Once CPS has selected its partners, it counsels them on how to screen for students and hire staff according to state pre-k guidelines. Each center hires its own staff. Ryan says this creates a buy-in from staff and shows them CPS is not trying to take over.
“If we just stick one of our teachers in their program, that ruffles feathers,” Ryan explains. “We give them the dollars and let them recruit. Maybe there’s someone on their staff that is interested in getting that 04 certificate. We truly want this to be a community program.”
Indeed, the next challenge is for the state to produce more certified early childhood teachers. The state has 14,392; of those, 4,650 are in Chicago.
“We know [centers] are having problems getting staff,” says Ryan. “Child care centers are not just competing with CPS for teachers, but also among themselves.”
“Still, our push is to do as many as we can,” she adds.
Advocates see blending as a stop-gap. The long-term goal is to create a universal preschool program in the state and make high-quality, affordable preschool programs available to any family that wants it. Last year, more than a third of the state’s 3- and 4-year-olds, about 148,500 children, were enrolled in government-funded preschool or child care programs.

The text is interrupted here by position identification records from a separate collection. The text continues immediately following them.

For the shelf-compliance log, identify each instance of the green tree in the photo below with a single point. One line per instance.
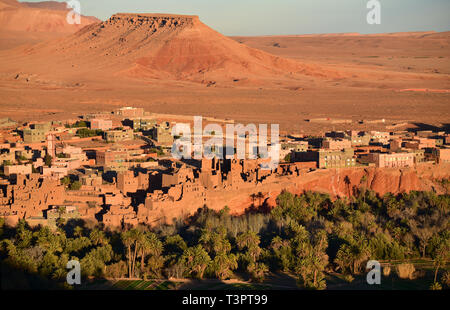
(196, 260)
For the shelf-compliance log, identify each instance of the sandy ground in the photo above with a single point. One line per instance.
(397, 77)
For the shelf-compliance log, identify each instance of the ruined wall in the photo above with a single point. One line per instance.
(336, 182)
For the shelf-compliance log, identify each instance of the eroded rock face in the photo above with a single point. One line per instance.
(152, 21)
(336, 182)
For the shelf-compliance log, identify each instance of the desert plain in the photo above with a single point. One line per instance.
(176, 64)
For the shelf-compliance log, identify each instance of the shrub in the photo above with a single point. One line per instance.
(405, 271)
(386, 271)
(436, 286)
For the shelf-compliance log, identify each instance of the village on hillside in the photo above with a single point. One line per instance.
(116, 168)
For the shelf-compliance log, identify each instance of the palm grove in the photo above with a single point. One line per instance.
(306, 235)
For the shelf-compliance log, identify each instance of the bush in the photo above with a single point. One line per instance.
(405, 271)
(436, 286)
(386, 271)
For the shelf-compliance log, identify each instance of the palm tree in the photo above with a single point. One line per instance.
(98, 237)
(249, 240)
(78, 232)
(363, 183)
(223, 264)
(260, 196)
(196, 259)
(149, 245)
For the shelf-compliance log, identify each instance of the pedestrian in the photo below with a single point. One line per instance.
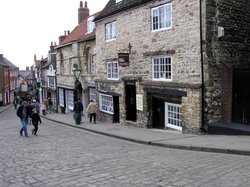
(43, 108)
(35, 120)
(15, 103)
(46, 102)
(23, 113)
(92, 110)
(78, 108)
(36, 106)
(30, 108)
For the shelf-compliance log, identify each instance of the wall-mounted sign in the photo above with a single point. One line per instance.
(139, 102)
(123, 59)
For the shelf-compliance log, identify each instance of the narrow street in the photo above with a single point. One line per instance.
(61, 156)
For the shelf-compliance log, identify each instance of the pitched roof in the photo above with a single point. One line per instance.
(24, 73)
(112, 7)
(80, 32)
(9, 64)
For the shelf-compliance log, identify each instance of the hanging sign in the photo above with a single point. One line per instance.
(123, 59)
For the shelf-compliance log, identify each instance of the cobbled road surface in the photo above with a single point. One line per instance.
(62, 156)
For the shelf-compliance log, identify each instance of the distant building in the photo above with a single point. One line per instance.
(9, 83)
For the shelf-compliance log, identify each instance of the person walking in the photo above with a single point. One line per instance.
(78, 108)
(92, 110)
(43, 109)
(36, 106)
(23, 113)
(35, 120)
(46, 102)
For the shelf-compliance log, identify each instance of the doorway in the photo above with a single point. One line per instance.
(130, 92)
(116, 117)
(158, 109)
(241, 96)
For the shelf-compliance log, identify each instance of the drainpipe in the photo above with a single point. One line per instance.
(202, 75)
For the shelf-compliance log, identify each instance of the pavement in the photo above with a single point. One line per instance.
(229, 144)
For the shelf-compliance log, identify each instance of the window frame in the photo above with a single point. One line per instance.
(110, 31)
(158, 17)
(165, 70)
(111, 75)
(173, 116)
(106, 103)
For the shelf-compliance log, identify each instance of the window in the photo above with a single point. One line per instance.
(162, 68)
(92, 94)
(173, 115)
(106, 103)
(112, 69)
(90, 63)
(90, 24)
(162, 17)
(51, 82)
(70, 99)
(61, 97)
(111, 31)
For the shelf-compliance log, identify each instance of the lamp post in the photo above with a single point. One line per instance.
(77, 85)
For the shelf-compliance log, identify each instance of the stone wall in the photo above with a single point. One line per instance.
(224, 53)
(182, 42)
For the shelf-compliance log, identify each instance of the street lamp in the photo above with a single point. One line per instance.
(77, 85)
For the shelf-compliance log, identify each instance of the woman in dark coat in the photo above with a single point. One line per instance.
(35, 120)
(78, 108)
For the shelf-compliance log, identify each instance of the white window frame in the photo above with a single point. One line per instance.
(61, 97)
(91, 67)
(160, 68)
(173, 115)
(161, 17)
(51, 82)
(110, 31)
(70, 99)
(106, 103)
(90, 24)
(113, 70)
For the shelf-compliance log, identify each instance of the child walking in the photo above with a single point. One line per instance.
(35, 119)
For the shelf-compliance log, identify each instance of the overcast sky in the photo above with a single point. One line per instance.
(28, 27)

Such a program could also require all early childhood teachers to have bachelor’s degrees and Type 04 certification. (See Catalyst, April 2003.)
“For years, child care and the education system have been so far apart,” says Tom Layman, who heads the Chicago Metropolitan Association for the Education of Young Children.
Layman says one reason is that the programs were created for different reasons. Because of that, there is a perception that programs in Chicago public schools are better than programs in the community.
“But programs should be complementary and not competitive,” says Layman. “And there should be enough quality programs available to meet the needs of all working families.”